Software engineering research problems having worthwhile benefits
Which software engineering research problems are likely to yield good-enough solutions that provide worthwhile benefits to professional software developers?
I can think of two (hopefully there are more):
- what is the lifecycle of software? For instance, the expected time-span of the active use of its various components, and the evolution of its dependency ecosystem,
- a model of the main processes involved in a software development project.
Solving problems requires data, and I think it is practical to collect the data needed to solve these two problems; here is some: application lifetime data, and detailed project data (a lot more is needed).
Once a good-enough solution is available, its practical application needs to provide a worthwhile benefit to the customer (when I was in the optimizing compiler business, I found that many customers were not interested in more compact code unless the executable was at least a 10% smaller; this was the era of computer memory often measured in kilobytes).
Investment decisions require information about what is likely to happen in the future, and an understanding of common software lifecycles is needed. The fact that most source code has a brief existence (a few years) and is rarely modified by somebody other than the original author, has obvious implications for investment decisions intended to reduce future maintenance costs.
Running a software development project requires an understanding of the processes involved. This knowledge is currently acquired by working on projects managed by people who have successfully done it before. A good-enough model is not going to replace the need for previous experience, some amount of experience is always going to be needed, but it will provide an effective way of understanding what is going on. There are probably lots of different good-enough ways of running a project, and I’m not expecting there to be a one-true-way of optimally running a project.
Perhaps the defining characteristic of the solution to both of these problems is lots of replication data.
Applications are developed in many ecosystems, and there is likely to be variations between the lifecycles that occur in different ecosystems. Researchers tend to focus on Github because it is easily accessible, which is no good when replications from many ecosystems are needed (an analysis of Github source lifetime has been done).
Projects come in various shapes and sizes, and a good-enough model needs to handle all the combinations that regularly occur. Project level data is not really present on Github, so researchers need to get out from behind their computers and visit real companies.
Given the payback time-frame for software engineering research, there are problems which are not cost-effective to attempt to answer. Suggestions for other software engineering problems likely to be worthwhile trying to solve welcome.
> what is the lifecycle of software? For instance, the expected time-span of the active use of its various components, and the evolution of its dependency ecosystem
Oooh. I can see the headline now…
“100% of Russia Roulette players interviewed survived… Risks Exaggerated!”
The trouble with this question is …
* Most software shouldn’t have been written, it didn’t have a viable economic reason to exist.
* Lots of software was so badly written, it died or was surpassed.
* Some software is “Good Enough” to be of value unchanged for decades, but something is seriously wrong because it isn’t upgraded for decades. (eg. splint, graphviz…)
* Some software, hit upon such rich vein of economic value, that no matter how atrociously it was written, no matter how bad the processes or tools used, …. that software and the processes and tools comes to epitomize “Best Practice” for a generation. Because “Look How Rich they Are”.
Facebook is my current best example of this… some of their tools and practices are awful… but when you have that much money and that many warm bodies to throw at your problems… everything looks shiny. Except if you try scale it to a small project.
@John Carter
You are right about the lack of a viable economic reason to exist (I give a great example at the start of the Projects chapter of my Evidence-based software engineering book).

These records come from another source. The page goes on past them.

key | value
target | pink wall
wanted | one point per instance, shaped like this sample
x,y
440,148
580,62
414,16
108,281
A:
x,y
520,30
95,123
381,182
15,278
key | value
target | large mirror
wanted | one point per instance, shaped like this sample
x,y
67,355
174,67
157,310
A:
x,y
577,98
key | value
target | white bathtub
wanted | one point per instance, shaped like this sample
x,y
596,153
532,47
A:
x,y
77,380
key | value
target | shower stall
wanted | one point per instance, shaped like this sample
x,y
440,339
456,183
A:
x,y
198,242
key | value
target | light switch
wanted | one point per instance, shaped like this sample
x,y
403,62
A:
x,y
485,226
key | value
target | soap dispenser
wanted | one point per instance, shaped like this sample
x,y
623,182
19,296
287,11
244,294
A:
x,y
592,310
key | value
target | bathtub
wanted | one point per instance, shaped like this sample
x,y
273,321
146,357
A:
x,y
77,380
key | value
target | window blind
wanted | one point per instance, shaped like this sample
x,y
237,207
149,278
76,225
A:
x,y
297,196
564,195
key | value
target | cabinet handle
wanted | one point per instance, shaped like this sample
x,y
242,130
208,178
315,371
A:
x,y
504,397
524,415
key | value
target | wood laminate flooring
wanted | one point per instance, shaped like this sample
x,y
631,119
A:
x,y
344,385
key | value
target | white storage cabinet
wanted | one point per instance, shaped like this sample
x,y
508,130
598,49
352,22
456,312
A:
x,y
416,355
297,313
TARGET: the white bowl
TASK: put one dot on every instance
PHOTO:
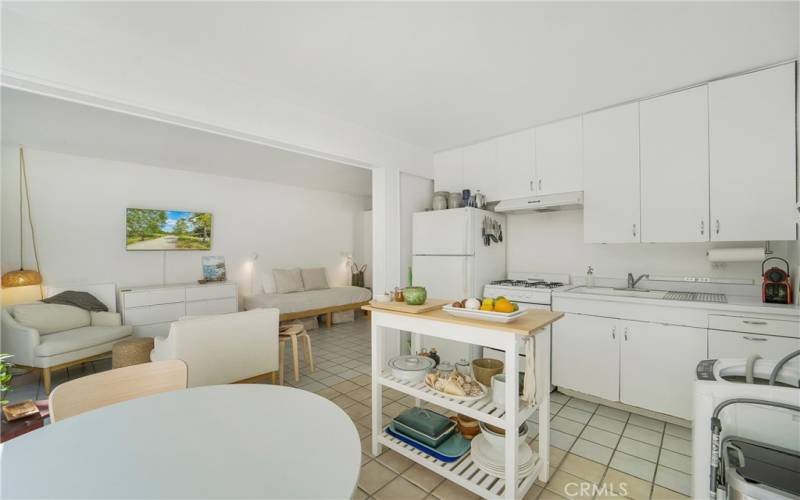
(499, 440)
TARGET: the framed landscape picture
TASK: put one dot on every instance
(149, 229)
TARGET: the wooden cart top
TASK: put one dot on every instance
(529, 324)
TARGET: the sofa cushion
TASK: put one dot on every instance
(80, 338)
(51, 318)
(314, 279)
(288, 280)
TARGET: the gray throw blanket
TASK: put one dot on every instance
(84, 300)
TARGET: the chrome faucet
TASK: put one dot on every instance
(633, 282)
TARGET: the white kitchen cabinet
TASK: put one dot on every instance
(660, 356)
(611, 175)
(480, 167)
(515, 173)
(559, 157)
(586, 355)
(674, 166)
(448, 171)
(752, 156)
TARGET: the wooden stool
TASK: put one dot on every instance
(292, 333)
(132, 351)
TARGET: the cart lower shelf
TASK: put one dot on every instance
(464, 471)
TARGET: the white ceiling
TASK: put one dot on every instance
(443, 74)
(55, 125)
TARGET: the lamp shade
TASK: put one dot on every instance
(21, 278)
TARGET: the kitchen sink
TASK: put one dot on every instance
(621, 292)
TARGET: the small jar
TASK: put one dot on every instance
(463, 368)
(445, 369)
(440, 200)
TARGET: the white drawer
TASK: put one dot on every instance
(754, 325)
(741, 345)
(153, 297)
(210, 292)
(155, 330)
(216, 306)
(154, 314)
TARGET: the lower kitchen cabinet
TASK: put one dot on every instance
(649, 365)
(657, 366)
(586, 355)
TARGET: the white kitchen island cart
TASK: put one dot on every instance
(508, 337)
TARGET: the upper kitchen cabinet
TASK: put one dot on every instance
(448, 171)
(515, 167)
(752, 156)
(611, 175)
(559, 151)
(480, 168)
(674, 166)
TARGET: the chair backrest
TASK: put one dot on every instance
(114, 386)
(104, 292)
(225, 348)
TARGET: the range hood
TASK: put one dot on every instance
(544, 203)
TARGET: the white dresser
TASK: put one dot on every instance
(151, 309)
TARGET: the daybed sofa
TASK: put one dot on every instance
(305, 294)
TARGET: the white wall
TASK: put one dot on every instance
(553, 242)
(78, 207)
(416, 195)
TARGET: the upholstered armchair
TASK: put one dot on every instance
(224, 348)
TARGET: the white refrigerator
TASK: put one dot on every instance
(455, 253)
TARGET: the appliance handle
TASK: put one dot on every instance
(774, 258)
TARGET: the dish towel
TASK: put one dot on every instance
(529, 383)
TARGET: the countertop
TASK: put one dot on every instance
(736, 303)
(528, 324)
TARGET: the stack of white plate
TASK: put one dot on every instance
(491, 460)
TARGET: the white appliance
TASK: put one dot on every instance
(452, 260)
(543, 203)
(528, 291)
(721, 380)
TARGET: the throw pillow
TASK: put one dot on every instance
(268, 283)
(84, 300)
(315, 279)
(51, 318)
(288, 280)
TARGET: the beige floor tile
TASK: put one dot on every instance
(374, 476)
(423, 477)
(583, 468)
(395, 461)
(449, 490)
(569, 486)
(362, 380)
(400, 489)
(345, 386)
(357, 410)
(344, 401)
(618, 484)
(359, 495)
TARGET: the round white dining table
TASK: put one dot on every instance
(229, 441)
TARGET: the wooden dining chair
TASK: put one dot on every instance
(114, 386)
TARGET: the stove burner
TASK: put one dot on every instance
(530, 283)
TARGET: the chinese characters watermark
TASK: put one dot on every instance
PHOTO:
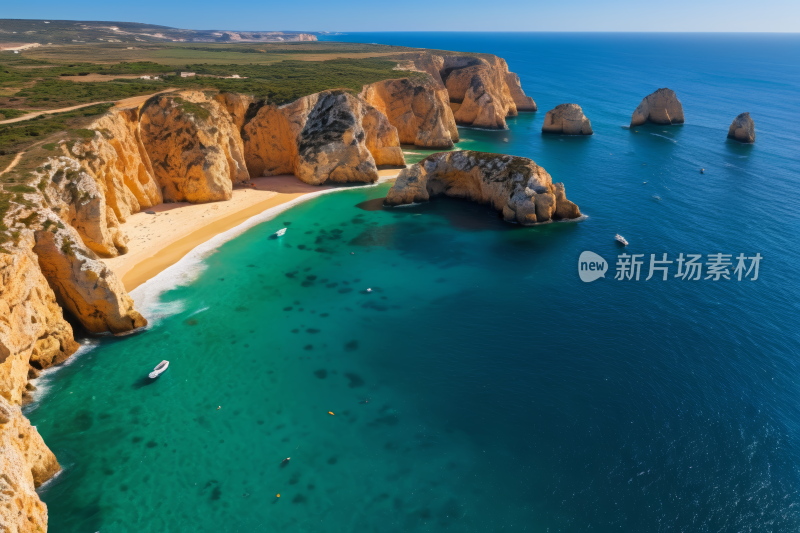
(690, 267)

All your other points are also very true.
Following through the logic of your points, we should be teaching students how to minimize their investment in the software they produce (and not teach them that they should write software like it’s going to last forever).
It could be said that many developers already work like this, out of accident, laziness, incompetence, etc, rather than a thoughtful analysis of the factors involved.
graphviv is a great package that I once used to use a lot. Isn’t it the case that the software does what it was designed to do well, and does not need any major changes?
By far most programs I work on, or use have already had over 20 years and going lifespans…
Graphviz is fantastic, but in using it over the years I personally have spotted quite a few gaps, but last time I look none were going to be easy to fill.
Sadly I have seen a lot of companies write software on the basis you describe, which is a self fulfilling prophecy…
It’s an important research problem, but a very very hard question to answer well. Success has many fathers, but failure…
In principle, according to modern best practice, every company does a project retrospective… so it’s just a matter of collecting those.
…in practice, they tend to be “very company confidential / sensitive”.
Partly because every retro I have attended or heard report back on…
* the problems on the project mostly arose from those people not in, or no longer, “in the room”.
* the problems listed had a large overlap with the problems listed in the last retrospective.
* the problems created by those “in the room” usually were not regarded as such by their creators… So unless some vigorous “clearing the air” was in the offing, in the best english manner, the problems were set aside and swept under carpet.
As I often say, to understand software engineering, it probably better to read Frans de Waal than Tom deMarco.